Josslyn was immediately transported to the Children’s Hospital pediatric intensive care unit as the fight for her life began. While transported in a helicopter, Kim remained at her daughter’s side offering her support and love. Though fearful for her daughter, it was devastating for Kim to learn 30 minutes prior to arriving at the Children’s Hospital her husband — Josslyn’s father — had passed away.

“I don’t know if my kid would have survived anywhere else. They held her hand and mine through a very difficult time,” Kim said. The staff cared for her daughter not just as another patient, but like family and loved like family. Even her twins at the time were looked after by Cicero and team. “If I had to do something or even step away, I knew Janelle was going to be there.”

Tramel was eventually transferred to the University of San Francisco Medical Center pediatric intensive care unit, where she remained until her health improved and moved into rehabilitation for the remaining three months.
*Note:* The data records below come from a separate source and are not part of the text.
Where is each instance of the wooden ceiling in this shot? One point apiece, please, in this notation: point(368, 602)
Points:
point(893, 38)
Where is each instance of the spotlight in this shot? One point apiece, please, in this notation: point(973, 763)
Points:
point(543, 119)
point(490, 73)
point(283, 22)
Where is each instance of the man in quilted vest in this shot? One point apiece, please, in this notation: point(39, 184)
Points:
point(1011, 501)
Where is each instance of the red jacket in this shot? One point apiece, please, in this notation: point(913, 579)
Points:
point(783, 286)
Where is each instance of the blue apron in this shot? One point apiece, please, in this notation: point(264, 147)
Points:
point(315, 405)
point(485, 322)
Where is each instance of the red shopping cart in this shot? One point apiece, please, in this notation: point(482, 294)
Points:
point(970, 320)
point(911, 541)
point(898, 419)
The move was to bring her closer to home.

Throughout Tramel’s recovery process, her mother kept in touch with Cicero and nursing staff.

The family was in town for the day after flying in from San Francisco. Tramel and her siblings were excited to soon drive to San Diego for one last summer vacation before school starts Aug. 28.

Tramel will return to school as a healthy, active fifth grader. Her mom said she’s a different kid now because of her experience, but she hasn’t lost her spirit for life, creativity and artwork. And while the family made good on one of mom’s promises after Tramel pulled through, she hasn’t forgotten about another one of mom’s promises — a trip to Paris!